Codebases are as diverse, unique and interesting as the people who work on them. But almost all of them have this in common: they grow over time (the codebases, not the people). Teams expand, requirements grow, and time, of course, marches on; and so we end up with more developers writing more code to do more things. And while we’ve all experienced the joy of deleting large chunks of code, that rarely offsets the overall expansion of our codebases.

If you’re responsible for your organization’s codebase architecture, then at some point you have to make some emphatic choices about how to manage this growth in a scalable way.  There are two common architectural alternatives to choose from.

One is the “multi-repo” architecture, in which we split the codebase into increasing numbers of small repos, along subteam or project boundaries. The other is the “monorepo,” in which we maintain one large, growing repository containing code for many projects and libraries, with multiple teams collaborating across it.

The multi-repo approach can initially be tempting, because it seems so easy to implement. We just create more repos as we need them! We don’t, at first, appear to need any special tooling, and we can give individual teams more autonomy in how they manage their code.

Unfortunately, in practice the multi-repo architecture often leads to a brittle, inconsistent and change-resistant codebase. This in turn can encourage siloing in the engineering organization itself. In contrast, and perhaps counterintuitively, the monorepo approach is frequently a better, more flexible, more collaborative, long-term scaling solution.

Why is this the case? Consider that the hard problem in codebase architecture involves managing changes in the presence of dependencies, and vice versa. And in a multi-repo architecture, repos consume code from other repos via published, versioned artifacts, which makes change propagation much harder.

Specifically, what happens when we, the owners of repo A, need some changes in a consumed repo B? First we must find the gatekeepers of repo B and convince them to accept and publish the change under a new version. Then, in an ideal world, someone would find all the other consumers of repo B, upgrade them to this new version, and republish them. And now we must find the consumers of those initial consumers, upgrade and republish *them* against the new version, and so on, recursively and ad nauseam. 

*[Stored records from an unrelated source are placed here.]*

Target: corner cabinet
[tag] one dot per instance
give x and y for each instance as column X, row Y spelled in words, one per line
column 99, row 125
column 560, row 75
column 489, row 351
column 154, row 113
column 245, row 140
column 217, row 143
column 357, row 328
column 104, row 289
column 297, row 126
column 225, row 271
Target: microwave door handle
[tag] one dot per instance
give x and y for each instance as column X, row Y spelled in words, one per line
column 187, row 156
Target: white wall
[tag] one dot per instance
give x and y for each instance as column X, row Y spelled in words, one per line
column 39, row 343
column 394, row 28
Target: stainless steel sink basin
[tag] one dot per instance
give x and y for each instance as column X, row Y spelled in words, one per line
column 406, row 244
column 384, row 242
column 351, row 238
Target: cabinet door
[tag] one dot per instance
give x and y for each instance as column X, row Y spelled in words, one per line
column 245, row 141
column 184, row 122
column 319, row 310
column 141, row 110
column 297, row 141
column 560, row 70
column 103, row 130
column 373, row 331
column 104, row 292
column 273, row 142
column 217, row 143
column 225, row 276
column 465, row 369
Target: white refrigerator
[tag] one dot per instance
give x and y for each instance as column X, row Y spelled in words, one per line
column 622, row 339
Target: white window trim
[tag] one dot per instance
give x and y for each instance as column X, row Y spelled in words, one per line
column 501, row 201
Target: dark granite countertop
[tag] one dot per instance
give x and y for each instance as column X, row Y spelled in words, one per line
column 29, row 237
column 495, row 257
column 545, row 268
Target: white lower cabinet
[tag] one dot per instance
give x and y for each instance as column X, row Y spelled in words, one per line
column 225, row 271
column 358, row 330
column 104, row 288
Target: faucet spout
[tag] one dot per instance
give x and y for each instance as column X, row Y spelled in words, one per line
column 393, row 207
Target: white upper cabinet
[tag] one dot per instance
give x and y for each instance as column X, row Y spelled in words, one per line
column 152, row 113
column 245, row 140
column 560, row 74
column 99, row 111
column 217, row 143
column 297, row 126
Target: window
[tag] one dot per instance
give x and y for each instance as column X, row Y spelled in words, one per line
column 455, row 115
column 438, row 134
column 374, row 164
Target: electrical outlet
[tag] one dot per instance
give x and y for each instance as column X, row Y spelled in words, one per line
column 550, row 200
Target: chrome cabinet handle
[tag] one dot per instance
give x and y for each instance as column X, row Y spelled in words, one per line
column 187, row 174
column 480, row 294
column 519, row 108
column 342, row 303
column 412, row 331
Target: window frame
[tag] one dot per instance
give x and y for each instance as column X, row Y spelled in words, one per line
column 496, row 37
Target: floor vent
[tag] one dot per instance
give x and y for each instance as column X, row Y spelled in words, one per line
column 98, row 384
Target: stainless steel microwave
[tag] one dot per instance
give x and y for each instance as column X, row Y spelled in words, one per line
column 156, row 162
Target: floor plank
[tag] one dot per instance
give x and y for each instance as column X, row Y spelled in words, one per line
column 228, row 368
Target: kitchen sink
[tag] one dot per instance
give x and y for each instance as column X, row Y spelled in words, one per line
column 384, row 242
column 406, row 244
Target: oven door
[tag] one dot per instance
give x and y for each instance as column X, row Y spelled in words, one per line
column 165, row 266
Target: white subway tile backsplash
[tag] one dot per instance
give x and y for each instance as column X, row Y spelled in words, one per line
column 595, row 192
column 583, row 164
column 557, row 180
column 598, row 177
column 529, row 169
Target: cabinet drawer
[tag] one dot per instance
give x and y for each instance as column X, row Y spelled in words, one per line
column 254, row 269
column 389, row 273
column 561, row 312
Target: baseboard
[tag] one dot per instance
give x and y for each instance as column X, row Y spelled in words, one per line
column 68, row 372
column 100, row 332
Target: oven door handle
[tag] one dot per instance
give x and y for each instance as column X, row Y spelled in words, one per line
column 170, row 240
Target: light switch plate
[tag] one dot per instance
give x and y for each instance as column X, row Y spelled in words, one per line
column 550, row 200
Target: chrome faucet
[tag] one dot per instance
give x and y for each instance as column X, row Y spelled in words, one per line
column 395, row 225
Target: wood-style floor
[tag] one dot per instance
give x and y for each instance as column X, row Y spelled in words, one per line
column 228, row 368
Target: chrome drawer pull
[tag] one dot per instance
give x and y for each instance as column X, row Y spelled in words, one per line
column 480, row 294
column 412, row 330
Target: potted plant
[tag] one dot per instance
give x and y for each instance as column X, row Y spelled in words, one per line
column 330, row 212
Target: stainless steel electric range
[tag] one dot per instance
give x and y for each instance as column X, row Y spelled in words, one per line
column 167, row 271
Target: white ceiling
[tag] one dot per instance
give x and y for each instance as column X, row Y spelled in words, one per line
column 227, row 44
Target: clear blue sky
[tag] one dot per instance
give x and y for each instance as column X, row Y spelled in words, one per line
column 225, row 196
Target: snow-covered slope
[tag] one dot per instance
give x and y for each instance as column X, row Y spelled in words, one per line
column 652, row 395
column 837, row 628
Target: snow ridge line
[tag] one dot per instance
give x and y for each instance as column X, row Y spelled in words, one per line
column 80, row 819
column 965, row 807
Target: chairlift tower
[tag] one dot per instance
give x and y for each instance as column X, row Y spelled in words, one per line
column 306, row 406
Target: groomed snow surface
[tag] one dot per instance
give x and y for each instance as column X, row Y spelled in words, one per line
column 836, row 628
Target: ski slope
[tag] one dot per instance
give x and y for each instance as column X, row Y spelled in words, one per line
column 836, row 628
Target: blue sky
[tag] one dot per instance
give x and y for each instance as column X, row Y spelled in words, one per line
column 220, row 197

But who is the “someone” who will do all this work? And how will they locate all these consumers? After all, dependency metadata lives on the consumer, not the consumed, and there is no easy way to backtrack dependencies. When a problem’s ownership is not immediate and its solution not obvious, it tends to get ignored, and so none of this effort actually happens in practice. 

And that may be fine, at least for a short while, because the other repos are (hopefully!) pinned to the earlier version of the dependency. But this comfort is short-lived, because sooner or later several of these consumers will be integrated into a deployable artifact, and at that point someone will have to pick a single version of the dependency for that artifact. So we end up with a transitive version conflict caused by one team in the past and planted in the codebase like a time bomb, to blow up just as some other team needs to integrate code into production.

If this problem seems familiar, it’s because it’s an in-house version of the infamous “dependency hell” problem that commonly plagues codebases’ external dependencies. In the multi-repo architecture, first-party dependencies are treated, technically, like third-party ones, even though they happen to be written and owned by the same organization. So with a multi-repo architecture we’re basically choosing to take on a massively expanded version of dependency hell.

Contrast all this with a monorepo: all consumers live in the same source tree, so finding them can be as simple as using grep. And since there is no publishing step, and all code shares a single version (represented by the current commit), updating consumers transitively and in lockstep is procedurally straightforward. If we have good test coverage then we have a clear way of knowing when we’ve gotten it right.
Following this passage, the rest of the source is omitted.